A case study of database deduplication according to specified fields 03/21 Update SLTechnology News&Howtos

A case study of database deduplication according to specified fields

2026-03-21 Update From: SLTechnology News&Howtos shulou NAV: SLTechnology News&Howtos > Database >

Shulou(Shulou.com)06/01 Report--

This article mainly introduces the database according to the specified field to heavy case analysis, with a certain reference value, friends can refer to the need. I hope you all have a lot to gain after reading this article. Let's take a look at it together.
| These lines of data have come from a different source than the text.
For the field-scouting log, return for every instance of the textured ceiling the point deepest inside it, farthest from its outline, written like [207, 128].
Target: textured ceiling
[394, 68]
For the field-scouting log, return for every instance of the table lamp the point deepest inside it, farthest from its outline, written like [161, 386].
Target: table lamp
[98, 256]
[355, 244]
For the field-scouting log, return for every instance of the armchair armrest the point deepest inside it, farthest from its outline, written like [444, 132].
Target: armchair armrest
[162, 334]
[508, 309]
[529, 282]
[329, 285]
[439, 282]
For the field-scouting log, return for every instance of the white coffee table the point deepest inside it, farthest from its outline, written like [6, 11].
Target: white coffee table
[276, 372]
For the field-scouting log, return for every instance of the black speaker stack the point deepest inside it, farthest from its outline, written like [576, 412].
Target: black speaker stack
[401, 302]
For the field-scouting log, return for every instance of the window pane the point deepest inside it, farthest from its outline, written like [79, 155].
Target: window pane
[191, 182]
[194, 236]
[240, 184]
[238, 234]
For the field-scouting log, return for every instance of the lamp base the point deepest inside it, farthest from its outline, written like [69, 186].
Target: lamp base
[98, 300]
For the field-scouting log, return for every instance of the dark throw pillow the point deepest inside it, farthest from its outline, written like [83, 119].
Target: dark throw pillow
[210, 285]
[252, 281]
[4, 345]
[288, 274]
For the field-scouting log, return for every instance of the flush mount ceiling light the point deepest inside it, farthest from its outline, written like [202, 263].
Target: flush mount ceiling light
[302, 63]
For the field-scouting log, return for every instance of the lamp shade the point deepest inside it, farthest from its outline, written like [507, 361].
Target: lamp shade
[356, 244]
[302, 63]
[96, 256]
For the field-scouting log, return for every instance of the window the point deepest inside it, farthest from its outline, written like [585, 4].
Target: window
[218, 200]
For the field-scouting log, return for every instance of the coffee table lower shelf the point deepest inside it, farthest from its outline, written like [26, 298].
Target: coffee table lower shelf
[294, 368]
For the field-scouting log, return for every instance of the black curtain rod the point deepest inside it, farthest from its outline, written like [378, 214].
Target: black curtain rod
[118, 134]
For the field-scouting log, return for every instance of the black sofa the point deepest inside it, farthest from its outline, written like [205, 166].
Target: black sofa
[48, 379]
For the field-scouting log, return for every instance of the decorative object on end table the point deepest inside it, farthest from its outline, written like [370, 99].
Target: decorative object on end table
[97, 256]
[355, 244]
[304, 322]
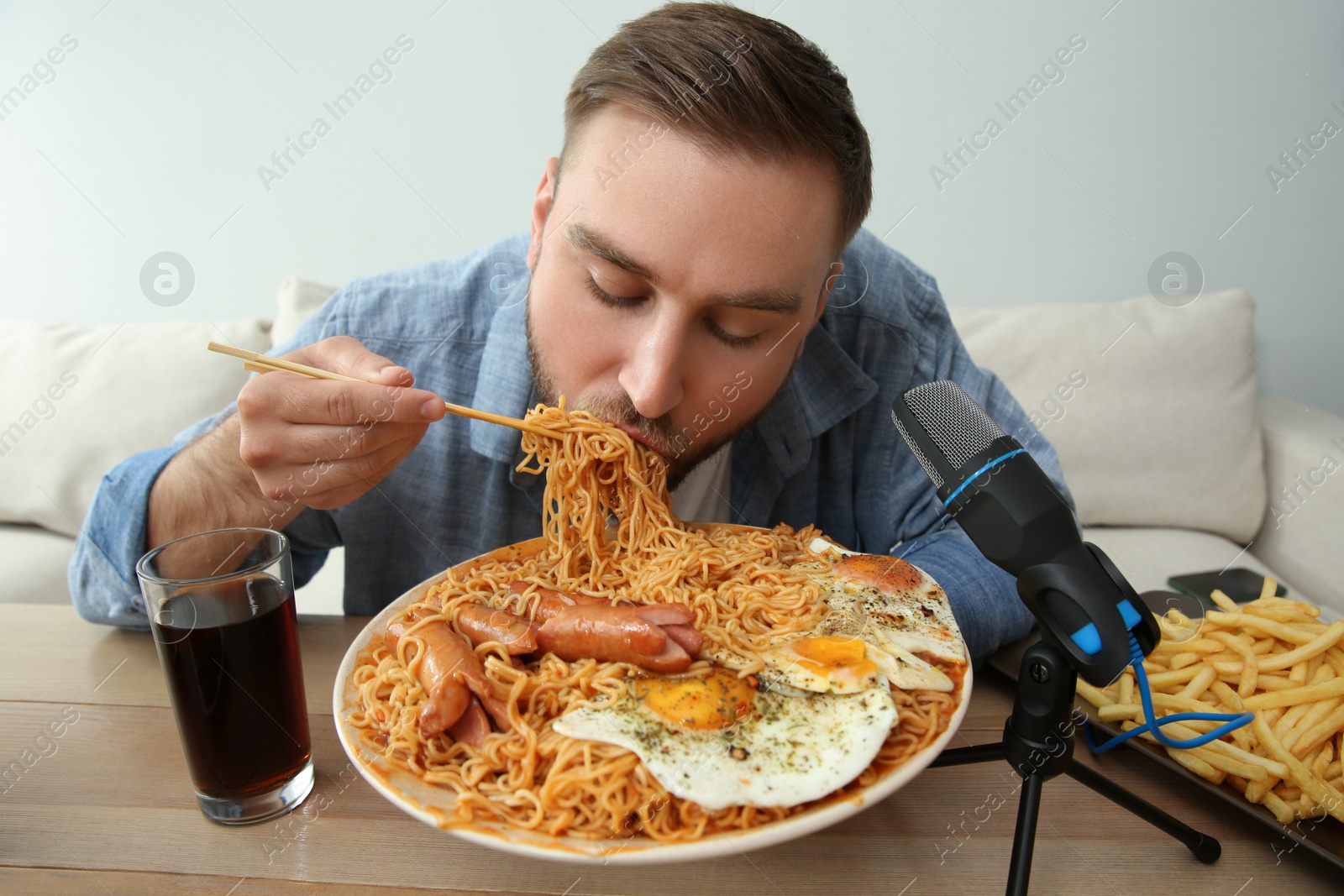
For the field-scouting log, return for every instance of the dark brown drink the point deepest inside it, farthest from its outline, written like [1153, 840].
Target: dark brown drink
[230, 656]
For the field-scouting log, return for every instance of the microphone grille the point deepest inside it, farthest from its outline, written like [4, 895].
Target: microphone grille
[956, 425]
[931, 469]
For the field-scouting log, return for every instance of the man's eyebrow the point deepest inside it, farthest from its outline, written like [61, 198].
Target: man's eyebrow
[585, 239]
[763, 301]
[589, 242]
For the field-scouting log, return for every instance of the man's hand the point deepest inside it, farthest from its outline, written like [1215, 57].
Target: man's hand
[295, 443]
[326, 443]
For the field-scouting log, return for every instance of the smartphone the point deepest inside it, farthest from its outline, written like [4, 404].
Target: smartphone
[1241, 584]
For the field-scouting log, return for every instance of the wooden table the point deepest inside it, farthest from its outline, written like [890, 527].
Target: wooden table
[107, 808]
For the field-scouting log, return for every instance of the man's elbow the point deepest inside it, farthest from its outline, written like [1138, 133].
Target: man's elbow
[100, 594]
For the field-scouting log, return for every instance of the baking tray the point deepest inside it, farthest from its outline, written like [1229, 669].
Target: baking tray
[1321, 836]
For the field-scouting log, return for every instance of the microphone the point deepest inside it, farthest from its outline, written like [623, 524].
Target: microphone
[1018, 519]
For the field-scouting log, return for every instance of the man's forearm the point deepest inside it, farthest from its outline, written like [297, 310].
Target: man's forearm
[208, 486]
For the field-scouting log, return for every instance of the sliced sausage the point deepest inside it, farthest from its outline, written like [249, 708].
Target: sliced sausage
[546, 602]
[483, 624]
[612, 634]
[685, 636]
[472, 727]
[449, 672]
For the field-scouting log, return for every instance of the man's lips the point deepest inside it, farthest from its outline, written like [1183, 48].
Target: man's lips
[638, 437]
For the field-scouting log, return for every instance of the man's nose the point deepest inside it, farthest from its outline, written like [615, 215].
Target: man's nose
[652, 372]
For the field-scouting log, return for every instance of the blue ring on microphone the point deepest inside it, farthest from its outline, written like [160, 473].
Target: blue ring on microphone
[976, 474]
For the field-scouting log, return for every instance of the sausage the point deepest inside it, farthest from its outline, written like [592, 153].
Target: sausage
[548, 602]
[685, 636]
[450, 673]
[472, 727]
[483, 624]
[615, 634]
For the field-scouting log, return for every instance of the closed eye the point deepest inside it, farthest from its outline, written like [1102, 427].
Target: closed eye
[729, 338]
[608, 298]
[628, 302]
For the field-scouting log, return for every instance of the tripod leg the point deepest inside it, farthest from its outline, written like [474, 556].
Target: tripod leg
[1203, 846]
[1025, 837]
[967, 755]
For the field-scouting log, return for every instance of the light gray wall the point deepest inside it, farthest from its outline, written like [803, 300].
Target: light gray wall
[151, 132]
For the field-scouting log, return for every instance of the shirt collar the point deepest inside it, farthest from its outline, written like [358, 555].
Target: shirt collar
[504, 382]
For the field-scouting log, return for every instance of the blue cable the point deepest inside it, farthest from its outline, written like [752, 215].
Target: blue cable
[1155, 725]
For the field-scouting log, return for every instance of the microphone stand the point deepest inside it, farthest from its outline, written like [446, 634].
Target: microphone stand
[1039, 745]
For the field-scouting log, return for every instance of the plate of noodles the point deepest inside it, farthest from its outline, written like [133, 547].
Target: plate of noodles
[759, 685]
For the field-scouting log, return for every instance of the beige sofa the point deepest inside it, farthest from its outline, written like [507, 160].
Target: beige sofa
[1175, 463]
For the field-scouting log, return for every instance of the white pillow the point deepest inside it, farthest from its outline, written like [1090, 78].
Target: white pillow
[77, 401]
[1151, 407]
[296, 300]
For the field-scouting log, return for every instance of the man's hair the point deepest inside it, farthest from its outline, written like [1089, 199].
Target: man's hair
[732, 82]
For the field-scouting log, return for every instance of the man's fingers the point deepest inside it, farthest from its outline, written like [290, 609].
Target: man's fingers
[333, 443]
[318, 481]
[349, 479]
[300, 399]
[349, 356]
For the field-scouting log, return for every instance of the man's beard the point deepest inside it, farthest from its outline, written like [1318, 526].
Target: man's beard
[680, 453]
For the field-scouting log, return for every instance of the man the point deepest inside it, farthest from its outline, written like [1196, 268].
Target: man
[685, 257]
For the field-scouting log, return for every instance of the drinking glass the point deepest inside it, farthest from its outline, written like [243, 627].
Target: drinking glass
[222, 611]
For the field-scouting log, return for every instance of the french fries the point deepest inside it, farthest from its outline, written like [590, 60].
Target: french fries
[1272, 656]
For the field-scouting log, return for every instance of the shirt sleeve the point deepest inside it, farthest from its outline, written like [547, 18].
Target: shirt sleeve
[112, 539]
[984, 598]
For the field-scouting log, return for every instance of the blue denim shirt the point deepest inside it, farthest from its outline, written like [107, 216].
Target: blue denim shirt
[824, 450]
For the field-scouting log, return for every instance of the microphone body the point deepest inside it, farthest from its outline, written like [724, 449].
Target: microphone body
[1018, 519]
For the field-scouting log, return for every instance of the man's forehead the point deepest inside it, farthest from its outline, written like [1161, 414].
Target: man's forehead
[627, 165]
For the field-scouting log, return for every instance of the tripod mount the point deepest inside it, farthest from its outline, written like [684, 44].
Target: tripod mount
[1039, 745]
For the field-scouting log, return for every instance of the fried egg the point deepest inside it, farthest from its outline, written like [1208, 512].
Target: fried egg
[719, 741]
[886, 617]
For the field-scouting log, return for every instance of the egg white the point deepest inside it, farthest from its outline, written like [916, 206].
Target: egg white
[788, 752]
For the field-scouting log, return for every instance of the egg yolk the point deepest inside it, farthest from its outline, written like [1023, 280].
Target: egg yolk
[699, 703]
[832, 653]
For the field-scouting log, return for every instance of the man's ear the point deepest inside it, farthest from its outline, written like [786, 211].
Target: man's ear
[827, 285]
[837, 269]
[542, 208]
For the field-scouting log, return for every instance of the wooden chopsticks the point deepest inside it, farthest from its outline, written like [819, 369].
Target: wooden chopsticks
[260, 363]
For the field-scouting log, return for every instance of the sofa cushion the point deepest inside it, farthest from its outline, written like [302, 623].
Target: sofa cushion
[78, 401]
[1151, 407]
[295, 301]
[1148, 557]
[35, 564]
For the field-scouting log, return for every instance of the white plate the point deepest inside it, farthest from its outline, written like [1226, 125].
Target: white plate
[432, 805]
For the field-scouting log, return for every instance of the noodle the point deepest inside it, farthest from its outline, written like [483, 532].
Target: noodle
[745, 587]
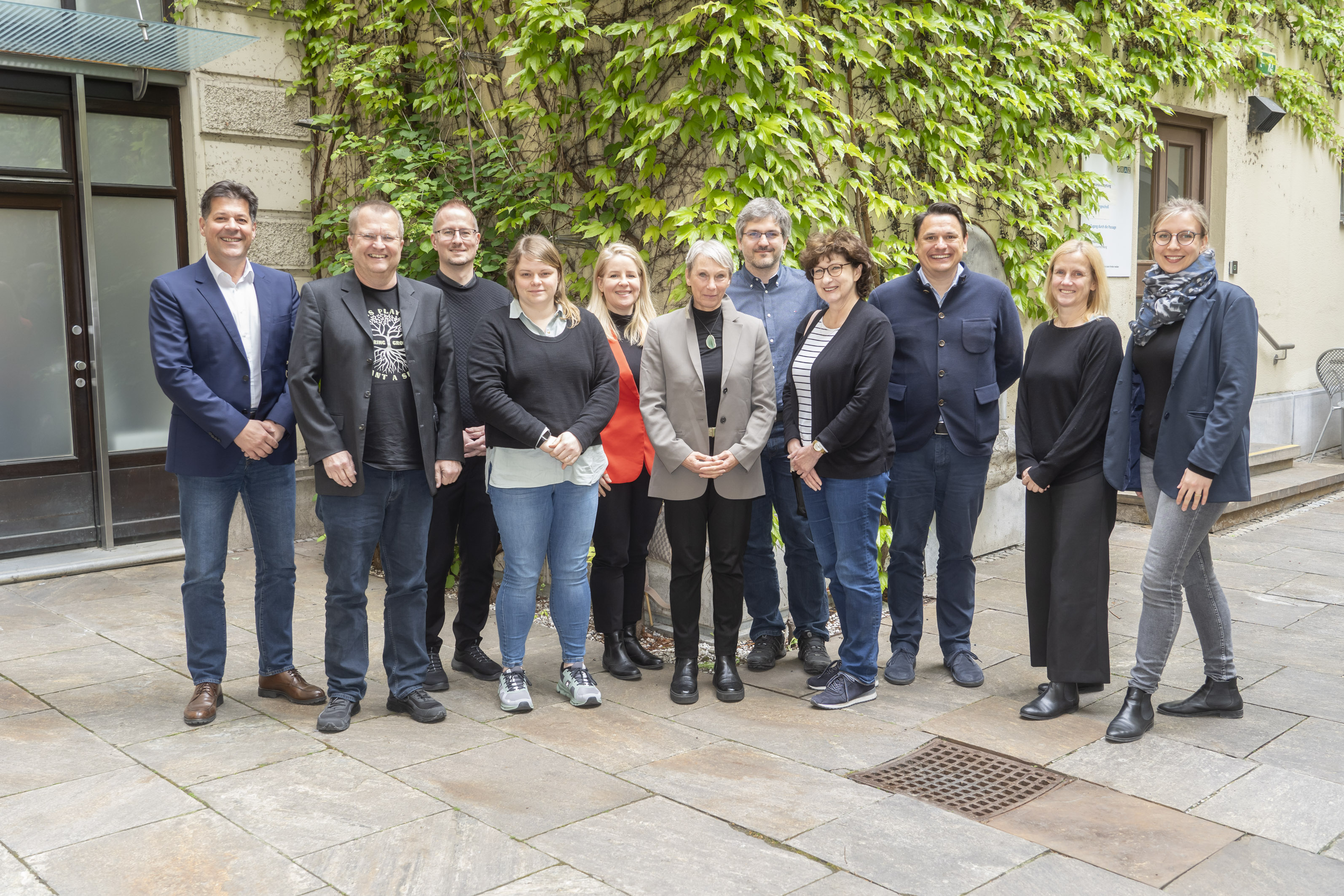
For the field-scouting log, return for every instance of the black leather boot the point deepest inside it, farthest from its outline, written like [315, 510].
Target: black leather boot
[636, 652]
[614, 659]
[684, 688]
[1213, 699]
[727, 684]
[1133, 719]
[1058, 699]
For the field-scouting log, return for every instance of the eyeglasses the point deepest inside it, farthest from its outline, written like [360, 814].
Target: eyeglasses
[1183, 238]
[818, 273]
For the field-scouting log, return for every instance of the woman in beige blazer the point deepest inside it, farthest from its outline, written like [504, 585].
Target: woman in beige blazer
[708, 398]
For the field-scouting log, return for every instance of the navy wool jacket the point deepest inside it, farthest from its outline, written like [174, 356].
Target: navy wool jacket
[1206, 420]
[955, 360]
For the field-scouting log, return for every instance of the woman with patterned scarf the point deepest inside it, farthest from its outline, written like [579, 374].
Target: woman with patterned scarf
[1180, 436]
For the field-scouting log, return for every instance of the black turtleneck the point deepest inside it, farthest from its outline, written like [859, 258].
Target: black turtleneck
[711, 359]
[633, 354]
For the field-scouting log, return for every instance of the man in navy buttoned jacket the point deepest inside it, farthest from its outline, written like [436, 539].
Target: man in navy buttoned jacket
[959, 347]
[220, 335]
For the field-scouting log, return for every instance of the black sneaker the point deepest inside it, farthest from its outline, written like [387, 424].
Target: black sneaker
[478, 663]
[336, 715]
[435, 676]
[418, 706]
[765, 652]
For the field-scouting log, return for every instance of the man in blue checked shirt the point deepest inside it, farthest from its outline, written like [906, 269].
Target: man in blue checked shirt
[781, 298]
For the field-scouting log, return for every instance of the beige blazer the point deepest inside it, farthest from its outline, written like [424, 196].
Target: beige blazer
[673, 403]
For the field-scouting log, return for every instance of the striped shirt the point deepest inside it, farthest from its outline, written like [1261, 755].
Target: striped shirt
[816, 342]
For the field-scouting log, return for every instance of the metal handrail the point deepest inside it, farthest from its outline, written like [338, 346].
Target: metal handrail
[1277, 347]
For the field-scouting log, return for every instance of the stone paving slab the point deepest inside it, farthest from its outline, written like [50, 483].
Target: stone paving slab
[312, 802]
[172, 858]
[538, 789]
[77, 810]
[1258, 867]
[940, 853]
[444, 853]
[659, 848]
[1124, 834]
[1155, 769]
[1271, 802]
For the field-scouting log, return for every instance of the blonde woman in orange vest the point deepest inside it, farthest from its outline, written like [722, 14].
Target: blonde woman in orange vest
[625, 512]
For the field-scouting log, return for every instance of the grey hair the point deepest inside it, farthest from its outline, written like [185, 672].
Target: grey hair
[716, 250]
[377, 206]
[762, 209]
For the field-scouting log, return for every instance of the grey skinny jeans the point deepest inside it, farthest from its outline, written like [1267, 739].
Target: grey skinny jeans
[1179, 554]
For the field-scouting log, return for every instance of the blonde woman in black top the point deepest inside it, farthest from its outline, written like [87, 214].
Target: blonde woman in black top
[1064, 402]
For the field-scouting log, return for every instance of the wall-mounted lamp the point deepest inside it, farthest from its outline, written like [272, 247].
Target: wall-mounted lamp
[1264, 115]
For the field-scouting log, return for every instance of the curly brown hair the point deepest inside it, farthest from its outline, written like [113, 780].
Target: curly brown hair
[847, 245]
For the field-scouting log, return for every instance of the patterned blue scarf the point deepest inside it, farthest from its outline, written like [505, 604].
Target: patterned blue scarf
[1167, 298]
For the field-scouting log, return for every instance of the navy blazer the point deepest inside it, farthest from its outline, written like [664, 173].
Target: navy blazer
[956, 359]
[1206, 420]
[202, 368]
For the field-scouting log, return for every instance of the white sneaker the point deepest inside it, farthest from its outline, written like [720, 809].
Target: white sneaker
[578, 687]
[514, 694]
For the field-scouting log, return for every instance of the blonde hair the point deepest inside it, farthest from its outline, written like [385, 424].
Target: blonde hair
[1099, 300]
[539, 249]
[643, 314]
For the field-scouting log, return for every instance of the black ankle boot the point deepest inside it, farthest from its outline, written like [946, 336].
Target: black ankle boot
[614, 659]
[1058, 699]
[1213, 699]
[727, 684]
[684, 688]
[636, 652]
[1133, 719]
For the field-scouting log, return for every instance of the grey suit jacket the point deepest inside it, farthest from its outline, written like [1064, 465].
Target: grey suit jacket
[331, 374]
[673, 403]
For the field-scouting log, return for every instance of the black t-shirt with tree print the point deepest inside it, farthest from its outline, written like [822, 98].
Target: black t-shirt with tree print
[392, 436]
Requirements: remove duplicate data from a user table according to the name/email/card_num field;

Idea: Use the group by method to query the data after 'de-duplication', store these data in a temporary table, and then store the data of the temporary table in the specified table;

Mistakes and solutions: group by method can only get some fields (de-duplicate specified fields), can not get complete data at one time, but you can get the id of group by result set through max function, and then query all records according to id set.

Test ideas query deduplicated data

SELECT max(id) as id,name,email,card_num FROM users GROUP BY name,email,card_num;

Get id set from deduplicated data

SELECT ID from (SELECT max(id) as id,name,email,card_num FROM users GROUP BY name,email,card_num) as T;

Obtain id set from deduplicated data, and obtain record list from source data

SELECT * from users where id in (SELECT ID from (SELECT max(id) as id,name,email,card_num FROM users GROUP BY name,email,card_num) as T);

The actual method obtains id set from deduplicated data, obtains record list from source data, and stores these list data in a temporary table

create TEMP TABLE tmp_data as SELECT * from users where id in (SELECT ID from (SELECT max(id) as id,name,email,card_num FROM users GROUP BY name,email,card_num) as T);

Store the data in the temporary table into the specified data table, over

insert into users_copy1 select * from tmp_data;

Check whether the detection result is the same as the total number of data after demultiplexing in the first step.

select count(*) from users_copy1;

Test results: 2300 data duplicates in 1.4w data, and the actual running result is 0.7s, which basically meets the current requirements.

Thank you for reading this article carefully. I hope that Xiaobian will share the case analysis content of the database according to the specified fields. At the same time, I hope that everyone will support you a lot. Pay attention to the industry information channel. When you encounter problems, find detailed solutions waiting for you to learn!

Welcome to subscribe "Shulou Technology Information " to get latest news, interesting things and hot topics in the IT industry, and controls the hottest and latest Internet news, technology news and IT industry trends.

*The comments in the above article only represent the author's personal views and do not represent the views and positions of this website. If you have more insights, please feel free to contribute and share.